Incluso hizo una precisión: “Seamos menos arrogantes, llamémosla simplemente imaginación autista. Los autistas, por su condición, rara vez están abiertos a influencias. Su destino es estar aislados, y en consecuencia ser originales. Su visión procede de dentro y es primitiva”. Sin embargo, lo que al eminente neurólogo británico sí le pareció fuera de lo común después de haber visto docenas de ejemplos, “sin hacer un esfuerzo especial por buscarlos”, fue el talento de su compatriota Stephen Wiltshire, quien a los diez años convirtió los monumentos de la ciudad de Londres en su alfabeto de comunicación con el mundo exterior.
Diagnosticado como autista desde los tres años, Wiltshire no aprendió a hablar sino hasta los nueve, y la primera palabra que dijo fue paper. Necesitaba más papel para continuar con lo que se volvió la única puerta con el mundo exterior.

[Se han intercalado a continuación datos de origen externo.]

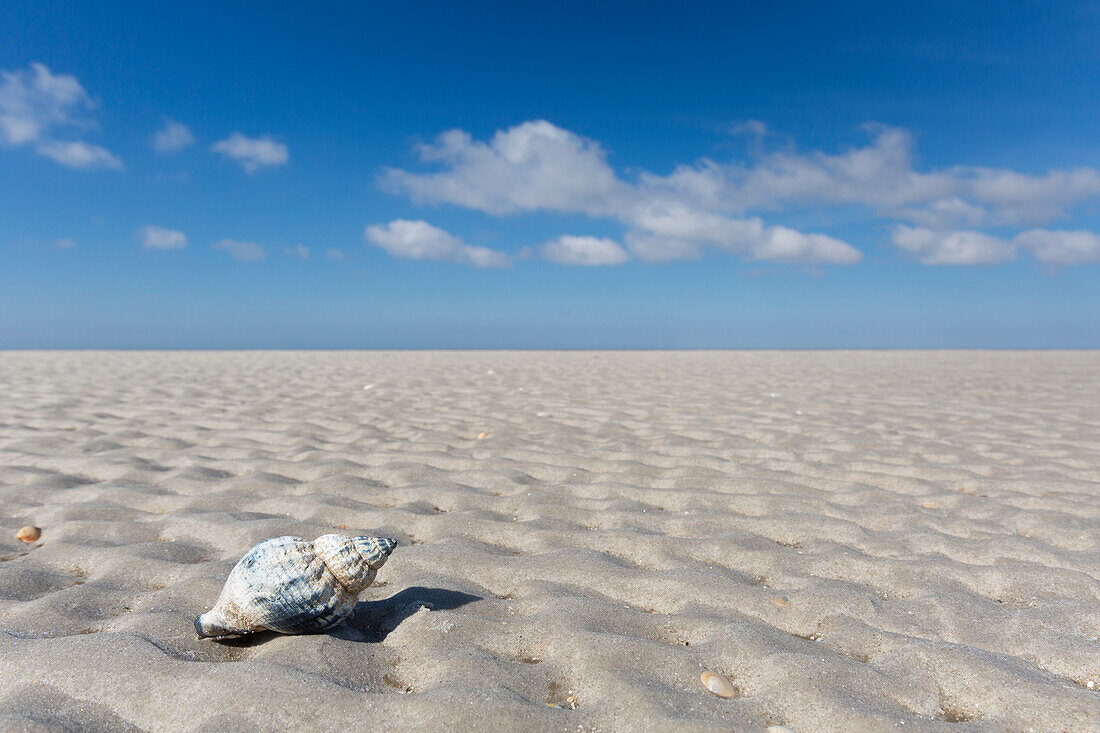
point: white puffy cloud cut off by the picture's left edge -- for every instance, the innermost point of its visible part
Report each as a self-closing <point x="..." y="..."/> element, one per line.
<point x="38" y="107"/>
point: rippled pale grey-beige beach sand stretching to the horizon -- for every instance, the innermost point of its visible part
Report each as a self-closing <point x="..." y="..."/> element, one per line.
<point x="856" y="541"/>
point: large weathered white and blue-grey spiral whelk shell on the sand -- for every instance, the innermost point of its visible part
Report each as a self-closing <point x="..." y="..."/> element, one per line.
<point x="292" y="586"/>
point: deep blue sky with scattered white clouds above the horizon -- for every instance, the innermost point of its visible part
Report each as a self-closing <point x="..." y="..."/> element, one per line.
<point x="512" y="176"/>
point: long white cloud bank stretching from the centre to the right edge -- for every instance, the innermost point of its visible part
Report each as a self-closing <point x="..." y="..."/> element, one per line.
<point x="538" y="167"/>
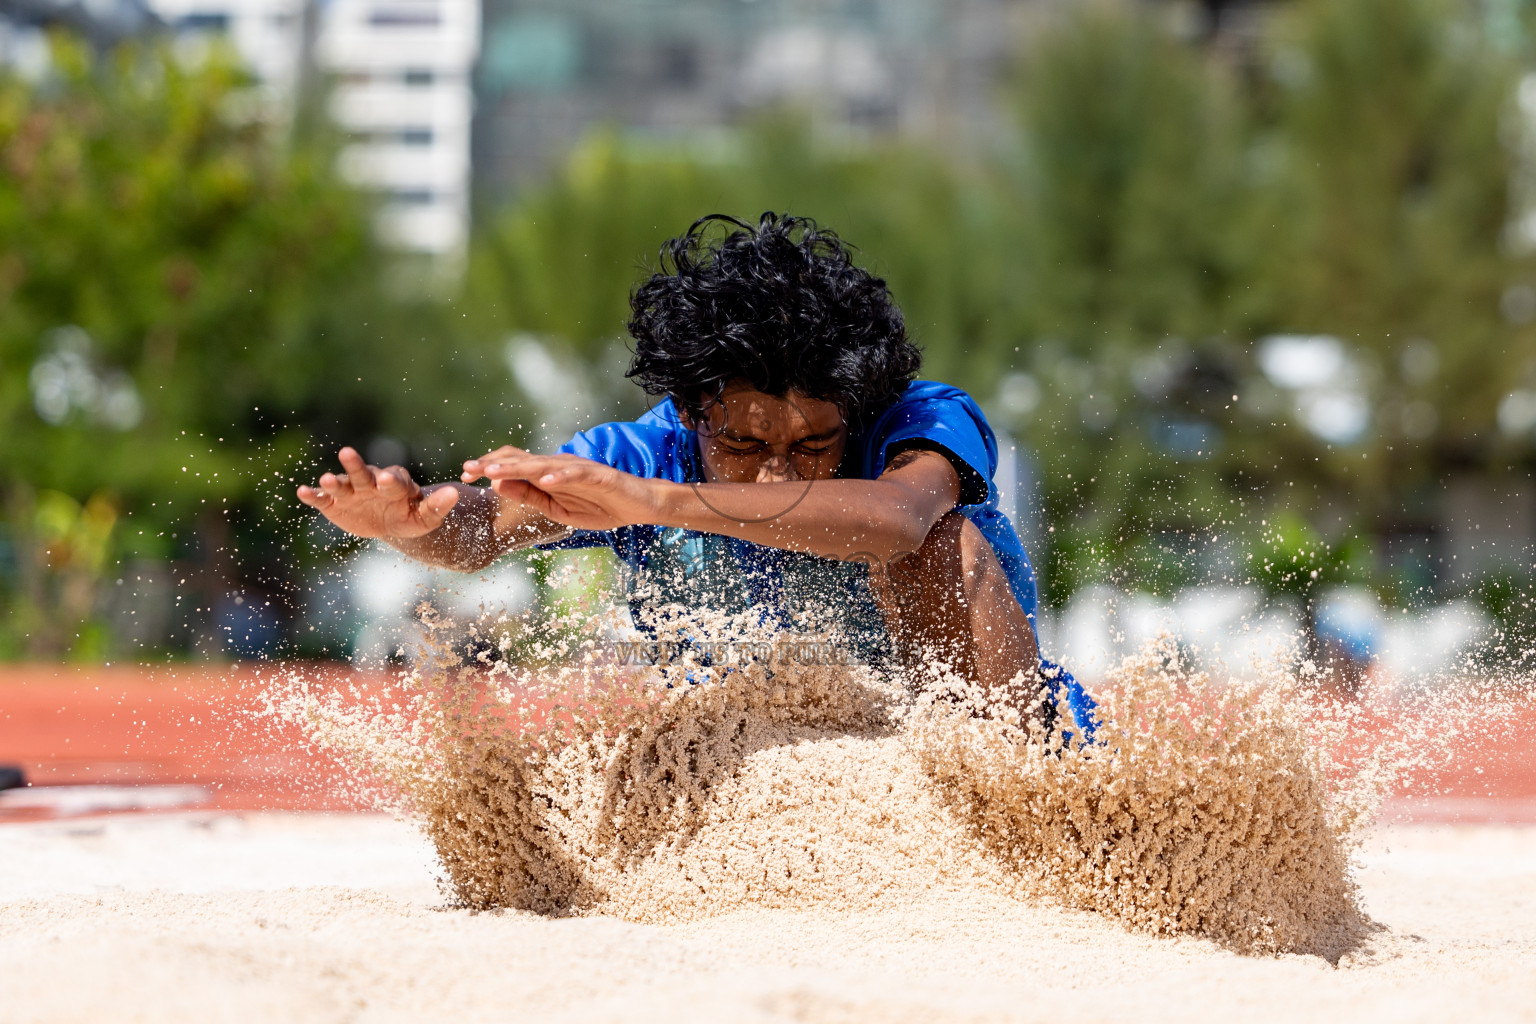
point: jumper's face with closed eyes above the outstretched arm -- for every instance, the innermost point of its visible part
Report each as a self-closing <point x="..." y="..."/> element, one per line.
<point x="755" y="438"/>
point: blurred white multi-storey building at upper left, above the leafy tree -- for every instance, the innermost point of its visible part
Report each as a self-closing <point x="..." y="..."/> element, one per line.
<point x="400" y="76"/>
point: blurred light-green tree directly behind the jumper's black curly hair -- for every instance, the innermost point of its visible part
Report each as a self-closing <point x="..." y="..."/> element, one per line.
<point x="560" y="263"/>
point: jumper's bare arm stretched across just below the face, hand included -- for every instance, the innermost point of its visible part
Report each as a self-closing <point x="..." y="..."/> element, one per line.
<point x="882" y="520"/>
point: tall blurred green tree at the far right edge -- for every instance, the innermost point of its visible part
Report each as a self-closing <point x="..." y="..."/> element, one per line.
<point x="1395" y="230"/>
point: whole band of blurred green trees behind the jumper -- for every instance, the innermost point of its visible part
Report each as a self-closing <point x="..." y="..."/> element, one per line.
<point x="193" y="309"/>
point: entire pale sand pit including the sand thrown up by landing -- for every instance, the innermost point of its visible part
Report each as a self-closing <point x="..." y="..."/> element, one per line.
<point x="795" y="845"/>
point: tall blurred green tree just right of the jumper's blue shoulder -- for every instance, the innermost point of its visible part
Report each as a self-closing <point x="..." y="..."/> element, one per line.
<point x="1130" y="202"/>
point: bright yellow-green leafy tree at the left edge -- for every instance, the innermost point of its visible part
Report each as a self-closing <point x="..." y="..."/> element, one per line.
<point x="187" y="303"/>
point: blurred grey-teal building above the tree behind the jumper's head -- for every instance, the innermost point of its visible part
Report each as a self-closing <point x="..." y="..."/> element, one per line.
<point x="661" y="70"/>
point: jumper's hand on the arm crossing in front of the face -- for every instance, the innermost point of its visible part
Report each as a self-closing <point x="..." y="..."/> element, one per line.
<point x="568" y="489"/>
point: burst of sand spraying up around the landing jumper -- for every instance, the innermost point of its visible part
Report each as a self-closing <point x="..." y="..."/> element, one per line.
<point x="700" y="787"/>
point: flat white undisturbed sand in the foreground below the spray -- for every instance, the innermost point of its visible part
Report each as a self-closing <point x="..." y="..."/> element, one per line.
<point x="211" y="917"/>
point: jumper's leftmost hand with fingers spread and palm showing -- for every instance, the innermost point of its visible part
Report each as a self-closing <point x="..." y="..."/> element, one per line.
<point x="372" y="503"/>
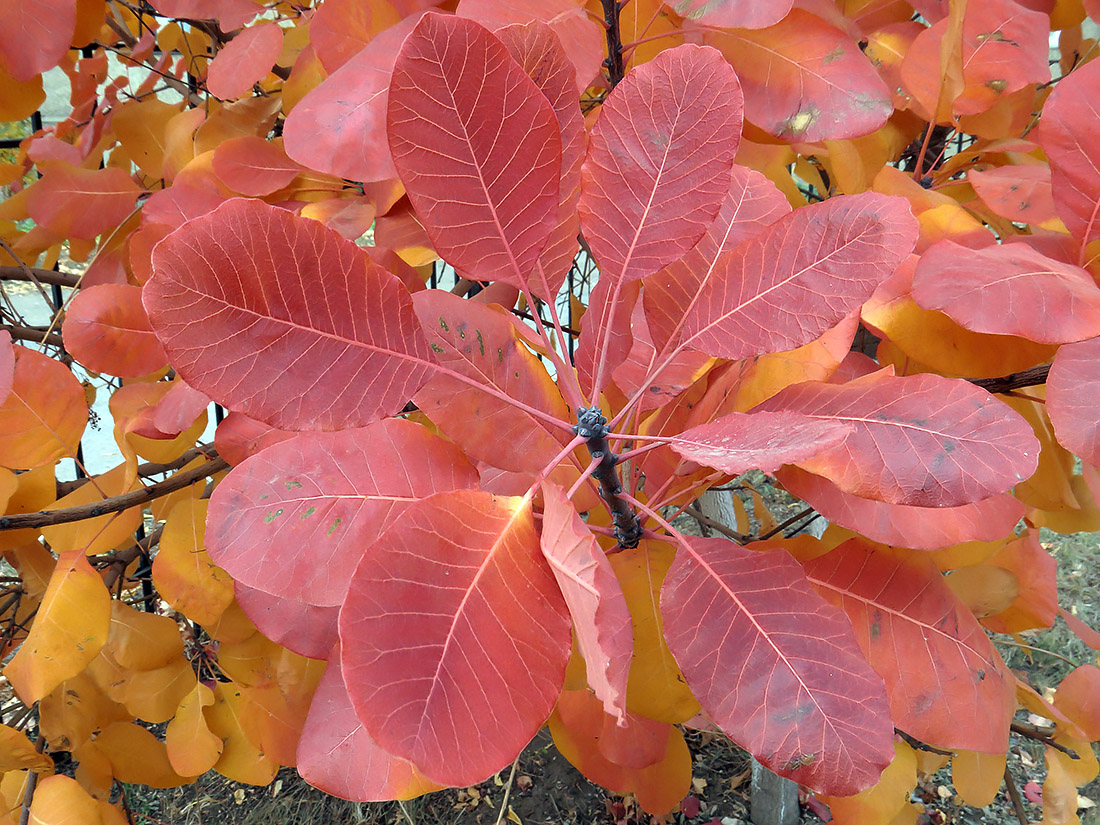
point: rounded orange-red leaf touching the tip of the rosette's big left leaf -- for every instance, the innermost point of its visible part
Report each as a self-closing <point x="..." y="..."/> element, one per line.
<point x="107" y="331"/>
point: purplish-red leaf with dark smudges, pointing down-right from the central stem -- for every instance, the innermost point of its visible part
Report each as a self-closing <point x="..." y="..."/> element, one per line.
<point x="812" y="710"/>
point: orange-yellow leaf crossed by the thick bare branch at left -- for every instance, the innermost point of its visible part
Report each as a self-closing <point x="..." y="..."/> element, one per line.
<point x="104" y="533"/>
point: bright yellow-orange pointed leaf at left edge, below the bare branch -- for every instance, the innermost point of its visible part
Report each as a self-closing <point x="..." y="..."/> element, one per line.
<point x="69" y="632"/>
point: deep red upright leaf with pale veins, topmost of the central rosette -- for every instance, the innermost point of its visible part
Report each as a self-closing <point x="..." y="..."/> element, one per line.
<point x="488" y="196"/>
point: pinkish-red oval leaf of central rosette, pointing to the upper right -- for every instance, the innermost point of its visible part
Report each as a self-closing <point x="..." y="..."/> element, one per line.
<point x="800" y="277"/>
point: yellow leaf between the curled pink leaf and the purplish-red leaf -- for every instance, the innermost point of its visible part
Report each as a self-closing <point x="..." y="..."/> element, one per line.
<point x="656" y="688"/>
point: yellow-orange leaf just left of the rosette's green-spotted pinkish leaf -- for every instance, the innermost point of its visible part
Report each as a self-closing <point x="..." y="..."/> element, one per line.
<point x="183" y="573"/>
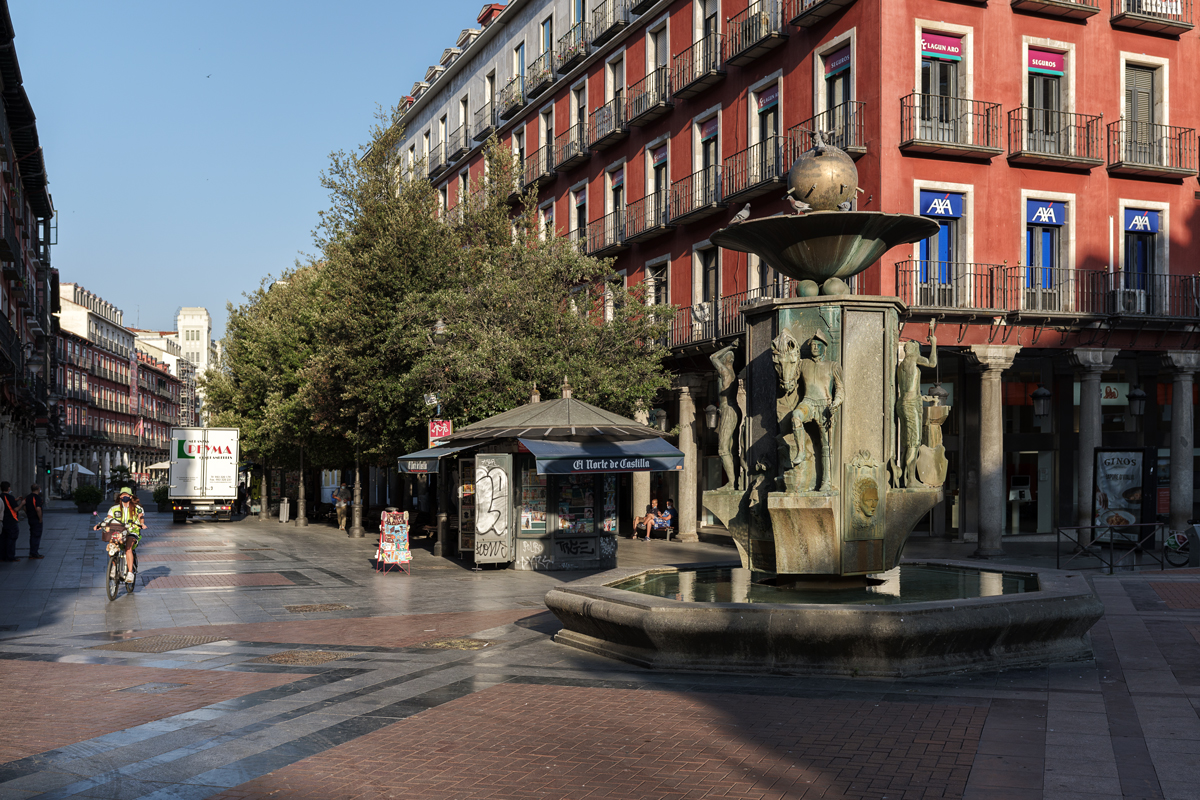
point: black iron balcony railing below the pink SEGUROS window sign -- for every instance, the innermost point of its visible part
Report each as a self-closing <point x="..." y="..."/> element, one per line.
<point x="1037" y="136"/>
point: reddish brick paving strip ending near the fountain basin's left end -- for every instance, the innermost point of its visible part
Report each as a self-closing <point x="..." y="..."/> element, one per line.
<point x="381" y="631"/>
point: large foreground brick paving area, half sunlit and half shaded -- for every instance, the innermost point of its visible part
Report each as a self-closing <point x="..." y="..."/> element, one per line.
<point x="533" y="742"/>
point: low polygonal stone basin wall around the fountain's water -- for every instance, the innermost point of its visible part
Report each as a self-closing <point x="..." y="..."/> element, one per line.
<point x="889" y="641"/>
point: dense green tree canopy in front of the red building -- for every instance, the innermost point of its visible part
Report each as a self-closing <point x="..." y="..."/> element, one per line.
<point x="338" y="354"/>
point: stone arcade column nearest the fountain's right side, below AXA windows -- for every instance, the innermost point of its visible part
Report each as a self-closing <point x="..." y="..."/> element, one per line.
<point x="993" y="362"/>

Dibujó edificios y después ciudades tras apenas echarles un vistazo: Nueva York, Madrid, Roma, Sidney, Tokio, París, Moscú, Jerusalén, Dubai, Estambul. Hoy, a sus 42 años, es una celebridad reconocida mundialmente por haber desarrollado de manera excepcional esa ligera vía de comunicación. Está en México para dibujar la ciudad sobre una superficie de 4 x 1 metros tras sobrevolarla en helicóptero. Se estima que tardará 40 horas en plasmar lo que sus ojos verán desde el cielo en tan solo unos minutos. Esta cualidad me hace pensar en el tiempo, en una manera distinta de percibir el tiempo que a Oliver Sacks le recordó un cuento de Jorge Luis Borges incluido en su libro Ficciones. Ireneo Funes, el protagonista, era capaz de recordar con exactitud un día entero, con todos sus segundos intactos, pero tal prodigio le llevaba otro día íntegro. Como en la mente fotográfica de Wiltshire, “en el vertiginoso mundo de Funes había solo detalles, casi inmediatos”, cuyo significado era imposible de penetrar o de abstraer.
Esa es justamente la prisión del autista, ya que una sociedad no admite criaturas totalmente ensimismadas. “¿Hay lugar en el mundo para un hombre que es como una isla?”, se pregunta Sacks haciendo alusión al poema del metafísico inglés John Donne (1572–1631). “¿Puede un continente adaptarse a lo singular?”. Sí, parece ser la respuesta de Stephen Wiltshire y sus detalladas ciudades perfectas. “¿El ser una isla, el estar separado, es inevitablemente una muerte? Puede ser una muerte —reflexiona Sacks—, pero no inevitablemente. Porque aunque se hayan perdido las conexiones horizontales con los demás, con la sociedad y la cultura, puede haber aún conexiones verticales intensificadas y vitales, conexiones directas con la naturaleza, con la realidad, sin influencias, sin intermediarios, inasequibles para cualquier otro”. Por muy raro e inaccesible que sea su universo, dice John Donne, “Ningún hombre es una isla,/ Ensimismada,/ Cada hombre es una pieza del continente,/ parte de un todo./ Si el mar se lleva un trozo de tierra,/ Europa se hace más pequeña./ Así sea un promontorio./ Así sea la casa de tu amigo./ O la tuya./ La muerte de un hombre me disminuye,/ Porque estoy unido a lo humano,/ Nunca quieras saber por quién doblan las campanas;/ Están doblando por ti”.